Jones has performed her work in the US, Europe and Asia, and has appeared in the Christian Marclay Festival at the Whitney (NYC,) ErstQuake Festival (NYC), No Idea Festival (TX), Cha’ ak’ ab Paaxil Festival (Mexico), and High Zero Festival (MD). She collaborates with musicians, visual artists, and writers including Andrea Neumann, Toshimaru Nakamura, Carla Harryman, and others. Jones has received several awards and recognitions including a commission from the London Institute for Contemporary Art, Fulbright Fellowship, and artist residencies at STEIM (Amsterdam, NL) and Q02 (Brussels, BE.) She has been a visiting artist at Wesleyan College, University of Maryland, Dartington College at the University of Falmouth (UK), and has conducted workshops on electronic music, improvisation, and technology. She is also co-founder of the Transmodern Festival, and curator / organizer of the Los Solos Series (a performance series presenting solo works of female artists). Jones received her MFA from the Milton Avery School for the Arts at Bard College.
Jones will perform in a solo set, as well as collaborate with Philadelphia-based saxophonist and electronic musician Bhob Rainey.
Bhob Rainey, a saxophonist and composer, is best known as a solo artist and as one half of Nmperign, with whom he plays alien extended technique effects that are influenced by electronic music, environmental sounds and free improvisation.
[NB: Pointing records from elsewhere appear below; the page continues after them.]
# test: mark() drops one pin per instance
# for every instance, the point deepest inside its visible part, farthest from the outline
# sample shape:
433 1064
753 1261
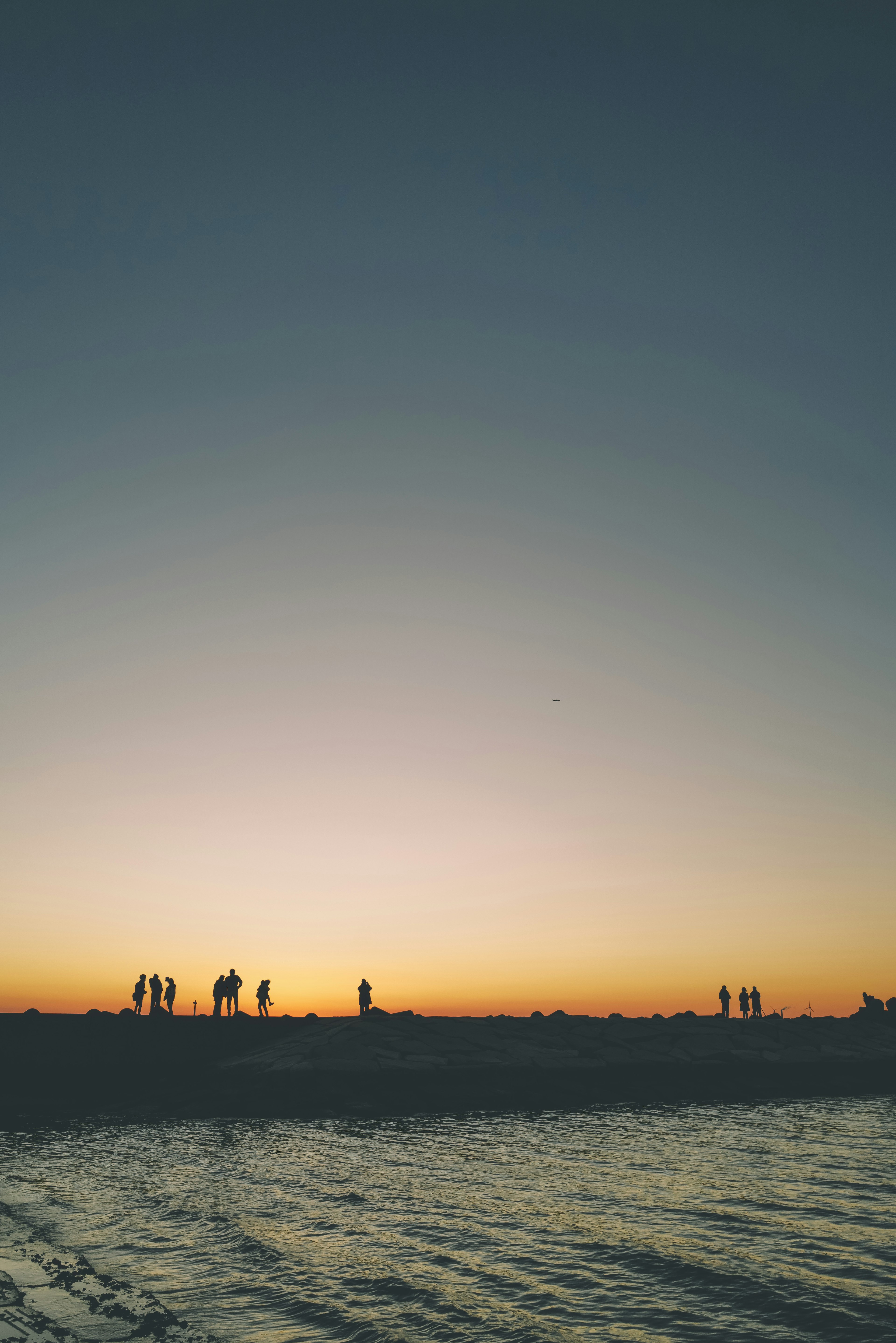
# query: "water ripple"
747 1223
Rainey studied at the New England Conservatory of Music with free jazz saxophonist Joe Maneri. Rainey’s music during his early- to mid-twenties was, like Maneri’s, characterized by long microtonal lines. Rainey’s first CD, Ink, featuring Dan DeChellis, was released in 1997. After a controversial 1998 solo concert in Washington D. C. attracted a considerable amount of attention to Rainey’s music, he and trumpeter Greg Kelley formed Nmperign with the goal of avoiding linear approaches to form and melodic contour. Nmperign, including Rainey, Kelley and Tatsuya Nakatani, recorded its first CD in 1998. Since 1998, Rainey has recorded extensively, including a number of projects with nmperign (minus Nakatani) and collaborations with musicians and composers like Jason Lescalleet, Le Quan Ninh, Ralf Wehowsky, etc. He continues to pursue a more sound-based (as opposed to note-based) approach in his work with nmperign, whereas his solo work, while far from traditional, often involves the use of more melodic lines. Since 2000, he has also led the BSC, a large ensemble that uses both acoustic instruments and electronics. In 2011, Rainey produced and contributed to the book and album, Manual, which deals with
improvisational concepts practiced by the BSC. Beginning in 2005, Rainey has released a handful of works based around electronics and field recordings, notably his 2006 collaboration with Ralf Wehowsky, I don’t think I can see you tonight and his solo EP, Two Bites of a Bitter Sweet. Rainey also occasionally appears as a sideman in more traditional settings, most recently in recurring work with ex-Galaxy 500 indie rock duo Damon & Naomi, for whom he has also done horn and string arrangements.